Some of the amendments were seemingly at cross purposes with the bill's ambitious goals for expanding the use of renewables. For example, Southern California Edison insisted on provisions that would allow it to escape the 2020 deadline under certain conditions, such as problems with transmission - an amendment opposed by environmental groups and Pacific Gas & Electric Co.

Yet the political reality is that the bill was unlikely to pass without the support of Southern California Edison. Its proposed "off-ramp" from SB722's targets was included.

For SB722 author Sen. Joe Simitian, D-Palo Alto, it seemed that each amendment begat another. Each vote gained risked losing another.

"These were not ideological issues with these folks," Simitian said of the jostling among stakeholders. "They were all looking at it from the standpoint of: 'How does it work for us?' That's what you have in interest-group politics."

The challenge is compounded in a term-limited Legislature, where leadership's leverage is weakened and the role of staff - and lobbyists - is amplified.

"Every issue got more and more arcane," said Lenny Goldberg, a consumer advocate, of the late negotiations.

Some of SB722's provisions were certain to drive up the cost of renewable energy. For example:

-- Organized labor, which has considerable pull in the Democrat-controlled Legislature, insisted that 75 percent of the renewable energy must come from within the state. Also, the unions wanted - and received - a clause that workers on any renewable project that received state incentives must be paid at prevailing union wages.
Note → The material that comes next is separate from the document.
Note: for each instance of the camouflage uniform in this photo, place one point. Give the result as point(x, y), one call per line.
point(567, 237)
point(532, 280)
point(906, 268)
-- Renewable energy coming from out of state would count toward the 33 percent threshold only if it was part of a contract for 10 or more years. There were two big problems with this clause: One, while the long-term contract requirement would not necessarily burden public utilities - which have the ability to recover their costs, even bad investments, in the ratemaking process - it would be an enormous problem for companies that buy and sell electricity on short-term contracts. After all, the cost of renewables could drop dramatically within a few years.

Schwarzenegger vetoed a similar bill last year, citing its limit on "importation of cost-effective renewable energy from other states in the West." The governor, whose pathbreaking on climate change is likely to be a defining legacy of his tenure, has said he is open to the possibility of revisiting the renewable-energy legislation in a special session before he leaves office. But the governor would insist that the bill be revised to eliminate the union protections and streamline the permitting process for renewable-energy projects, Kennedy said.

A deal seems maddeningly close, but slips away each time an amendment is added to appease a particular interest group. Such is the world of the open-air bazaar of lawmaking in Sacramento.

Simitian compared the process of keeping a coalition of conflicting interests together to juggling dinner plates. One drops, then another, then another.

"All of a sudden," he said, "you find yourself with a bunch of broken crockery."